It took a bit of cogitation and nosescrunching, but 7-year-old Mark Muffoletto finally hit on the right words for "Museum Piece," an avant-garde composition for cello, flute, recording tape and slide projections.

"It sounded," Mark said, as he sat with his older brother in the University of Maryland's Tawes Recital Hall, "like an elephnat trying to make a sound, except that the elephant had laryngitis, and he also had his trunk cut off."

Not that Mark disliked the Washington premiere of the mixed-media composition by New Yorker Carman Moore -- a piece replete with abstract expressionist paintings beamed on a screen as two musicians competed with heaving breathing and heart beats. Mark even found merit in the mariba solo and dance and choral work that followed.

"It was just good music," The Baltimorean declared.

So it went the other day at the Classical Vibes Children's Program, an offering of the University Community Concert Series, now in its third year.

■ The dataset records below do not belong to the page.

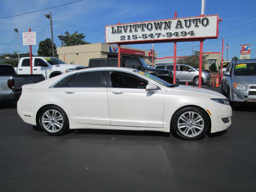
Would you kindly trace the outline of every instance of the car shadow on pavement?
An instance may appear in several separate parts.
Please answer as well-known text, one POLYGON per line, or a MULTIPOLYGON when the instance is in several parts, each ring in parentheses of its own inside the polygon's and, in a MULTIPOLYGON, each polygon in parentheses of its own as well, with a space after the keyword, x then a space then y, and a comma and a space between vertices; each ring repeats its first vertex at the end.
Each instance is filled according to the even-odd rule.
POLYGON ((235 103, 232 110, 236 111, 256 112, 256 103, 235 103))
POLYGON ((6 108, 17 108, 17 101, 12 101, 9 102, 2 102, 0 103, 0 109, 6 108))
POLYGON ((220 131, 220 132, 216 132, 216 133, 206 133, 206 135, 207 136, 208 136, 208 137, 209 138, 214 138, 214 137, 220 137, 220 136, 223 135, 223 134, 226 133, 227 131, 228 131, 228 130, 224 130, 224 131, 220 131))
POLYGON ((118 135, 157 136, 169 137, 170 133, 153 131, 127 131, 97 129, 77 130, 75 134, 93 134, 118 135))

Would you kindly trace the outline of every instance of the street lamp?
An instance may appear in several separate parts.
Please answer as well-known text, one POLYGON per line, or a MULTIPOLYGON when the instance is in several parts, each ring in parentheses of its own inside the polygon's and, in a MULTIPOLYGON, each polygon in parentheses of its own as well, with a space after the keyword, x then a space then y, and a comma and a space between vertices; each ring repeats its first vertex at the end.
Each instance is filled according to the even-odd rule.
POLYGON ((65 62, 65 50, 64 50, 64 41, 66 40, 65 37, 63 35, 57 35, 58 37, 60 39, 60 40, 61 41, 61 45, 63 47, 63 61, 65 62))
POLYGON ((48 19, 50 19, 50 23, 51 24, 51 34, 52 36, 52 57, 54 57, 54 46, 53 45, 53 35, 52 33, 52 15, 51 12, 50 14, 45 14, 44 15, 48 19))
POLYGON ((15 33, 17 33, 17 39, 18 39, 18 54, 19 55, 19 61, 20 61, 20 45, 19 44, 19 31, 17 28, 13 29, 15 33))

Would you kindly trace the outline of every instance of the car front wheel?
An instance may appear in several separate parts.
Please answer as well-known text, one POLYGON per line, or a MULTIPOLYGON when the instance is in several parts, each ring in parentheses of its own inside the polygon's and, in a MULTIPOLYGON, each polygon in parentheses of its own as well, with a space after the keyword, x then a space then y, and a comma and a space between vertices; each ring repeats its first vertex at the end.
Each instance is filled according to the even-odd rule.
POLYGON ((198 140, 204 137, 209 124, 204 111, 197 107, 188 107, 179 110, 174 115, 173 132, 182 139, 198 140))
POLYGON ((40 113, 38 120, 42 129, 50 135, 59 135, 69 128, 67 115, 57 106, 44 108, 40 113))

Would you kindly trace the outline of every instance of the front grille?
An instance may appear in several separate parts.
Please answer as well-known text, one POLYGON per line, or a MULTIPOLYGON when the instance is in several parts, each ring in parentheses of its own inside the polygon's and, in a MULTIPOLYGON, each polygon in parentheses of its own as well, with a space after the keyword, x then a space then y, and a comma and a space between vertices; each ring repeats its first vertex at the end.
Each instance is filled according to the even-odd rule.
POLYGON ((221 119, 224 123, 229 123, 231 121, 231 117, 225 117, 225 118, 221 118, 221 119))
POLYGON ((249 95, 256 95, 256 91, 249 91, 249 95))

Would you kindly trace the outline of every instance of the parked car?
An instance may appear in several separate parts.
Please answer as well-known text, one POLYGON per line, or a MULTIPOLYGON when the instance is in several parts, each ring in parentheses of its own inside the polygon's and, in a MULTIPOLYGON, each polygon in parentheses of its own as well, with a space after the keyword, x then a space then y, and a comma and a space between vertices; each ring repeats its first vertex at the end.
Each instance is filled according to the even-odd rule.
POLYGON ((52 135, 100 129, 172 131, 187 140, 227 129, 232 116, 220 93, 117 67, 82 69, 23 85, 17 110, 25 122, 52 135))
MULTIPOLYGON (((173 64, 157 65, 155 67, 157 69, 170 70, 173 73, 173 64)), ((181 82, 193 82, 194 85, 198 84, 199 71, 196 68, 186 64, 176 65, 176 77, 181 82)), ((202 72, 202 83, 210 82, 210 74, 205 71, 202 72)))
POLYGON ((231 103, 256 101, 256 60, 232 61, 223 74, 222 93, 231 103))
POLYGON ((12 65, 0 64, 0 102, 18 100, 22 85, 44 79, 42 75, 17 75, 12 65))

The program, says UCC staffer Eva Hornyak, is designed to expose kids in the Washington area to music they'd otherwise miss in the Top 40 and on television.

But unlike the staid and proper concerts that some adults seem to favor, Classical Vibes gives the audience a chance to talk back to the performers and occassionally composers -- browbeat them, if necessay -- when the music stops.

This Saturday at 2, for instance, the University Opera Theater will present a shortened, but fully staged and costumed version of Mozart's "Marriage of Figaro," in Tawes Recital Hall. (Ticket's are $4 for kids and $5 for adults; call 454-6534 for information.) During intermission, the singers will move into the corridors to field questions.

The other day, "Museum Piece" was much on Mark Muffoletto's mind.

"Why were the pictures so strange?" Mark demanded of Carman Moore, who has composed on commission for the New York Philharmonic. "They just looked like big blocks of paint."

"Well," the composer said as he sat on the edge of the stage, "you can just think of the colors and what they remind you of. Maybe they're tires or autumn leaves."

"But to me," Mark persisited, "it just looked like someone had paint on his shoes and walked all over them."

Moore laughed. Mark frowned.

"The great thing about kids," Moore said later, "is that they don't bring a whole lot of stuff to a performance. They don't say, 'That sounds like Bartok or this sounds like Stravinski.' They just come to listen."